Yapılacak iş yukarıda açıklanan ilkeler doğrultusunda, maddi tazminatın hesaplanması sırasında, pasif devre zararını, hesap tarihinden itibaren 60 yaşa kadar asgari ücretin her yıl için %10 artırılması ve %10 ıskonto uygulanması suretiyle bulunacak devre başı gelirine gene her yıl %10 artırılıp %10 ıskonto uygulanmak suretiyle ve asgari geçim indirimi uygulanmadan bulunacak ücretlerle 60 yaşından bakiye yaşam süresinin sonuna kadar davacının pasif dönem zararını hesaplatmak, Kurumca bağlanan gelirlerin peşin değeri bilirkişi raporunda belirlenen zarar tutarından indirilmek, usuli kazanılmış haklar gözetilerek sonucuna göre bir karar verilmekten ibarettir.

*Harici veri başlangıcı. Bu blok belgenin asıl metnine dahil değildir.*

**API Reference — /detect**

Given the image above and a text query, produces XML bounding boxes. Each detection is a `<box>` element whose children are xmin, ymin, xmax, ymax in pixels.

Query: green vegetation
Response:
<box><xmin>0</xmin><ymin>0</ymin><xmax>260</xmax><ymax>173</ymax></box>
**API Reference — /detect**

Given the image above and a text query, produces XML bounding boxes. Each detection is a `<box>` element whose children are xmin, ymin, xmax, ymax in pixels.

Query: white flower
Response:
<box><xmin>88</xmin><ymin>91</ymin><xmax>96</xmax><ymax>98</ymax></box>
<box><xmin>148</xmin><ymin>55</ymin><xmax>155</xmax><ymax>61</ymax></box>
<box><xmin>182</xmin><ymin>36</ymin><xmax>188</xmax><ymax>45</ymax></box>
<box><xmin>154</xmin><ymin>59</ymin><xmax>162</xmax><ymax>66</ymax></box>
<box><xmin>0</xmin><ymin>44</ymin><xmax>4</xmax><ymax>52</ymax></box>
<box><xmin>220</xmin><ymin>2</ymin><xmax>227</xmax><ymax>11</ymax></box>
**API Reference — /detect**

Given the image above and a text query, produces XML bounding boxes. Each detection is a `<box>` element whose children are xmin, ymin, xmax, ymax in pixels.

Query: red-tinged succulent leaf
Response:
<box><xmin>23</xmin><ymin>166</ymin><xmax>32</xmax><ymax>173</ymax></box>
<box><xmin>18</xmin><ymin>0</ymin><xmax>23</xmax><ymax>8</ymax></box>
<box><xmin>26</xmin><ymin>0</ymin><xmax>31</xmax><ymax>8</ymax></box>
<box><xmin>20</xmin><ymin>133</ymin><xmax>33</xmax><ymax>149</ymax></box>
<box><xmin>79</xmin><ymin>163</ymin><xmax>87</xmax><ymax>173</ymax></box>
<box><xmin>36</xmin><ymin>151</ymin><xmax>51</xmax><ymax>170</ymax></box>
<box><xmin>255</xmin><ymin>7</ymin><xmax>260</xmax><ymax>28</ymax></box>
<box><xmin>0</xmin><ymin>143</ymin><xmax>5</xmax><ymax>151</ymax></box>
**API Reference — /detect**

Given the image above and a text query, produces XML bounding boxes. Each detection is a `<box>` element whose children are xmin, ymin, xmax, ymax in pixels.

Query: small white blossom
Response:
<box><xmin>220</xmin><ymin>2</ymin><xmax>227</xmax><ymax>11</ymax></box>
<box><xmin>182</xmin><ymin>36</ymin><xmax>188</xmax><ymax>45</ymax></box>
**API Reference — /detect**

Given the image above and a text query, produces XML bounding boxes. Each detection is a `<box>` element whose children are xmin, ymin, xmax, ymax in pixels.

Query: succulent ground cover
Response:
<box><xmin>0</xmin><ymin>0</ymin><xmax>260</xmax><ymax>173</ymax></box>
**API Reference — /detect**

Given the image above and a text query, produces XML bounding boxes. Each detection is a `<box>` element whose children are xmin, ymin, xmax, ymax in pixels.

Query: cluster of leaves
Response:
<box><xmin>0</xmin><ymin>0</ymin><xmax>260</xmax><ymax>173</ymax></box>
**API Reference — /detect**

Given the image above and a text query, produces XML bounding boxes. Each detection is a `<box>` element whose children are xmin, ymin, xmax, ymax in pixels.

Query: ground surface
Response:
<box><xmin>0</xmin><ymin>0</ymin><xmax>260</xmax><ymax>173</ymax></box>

Mahkemece, bu maddi ve hukuki olgular göz önünde tutulmaksızın yazılı şekilde hüküm kurulması usul ve yasaya aykırı olup bozmayı gerektirmiştir.
O halde, davacı vekilinin bu yönleri amaçlayan temyiz itirazları kabul edilmeli ve hüküm bozulmalıdır.
SONUÇ: Hükmün yukarıda açıklanan nedenlerle BOZULMASINA, temyiz harcının istek halinde temyiz edene iadesine
28.01.2014 tarihinde oybirliğiyle karar verildi.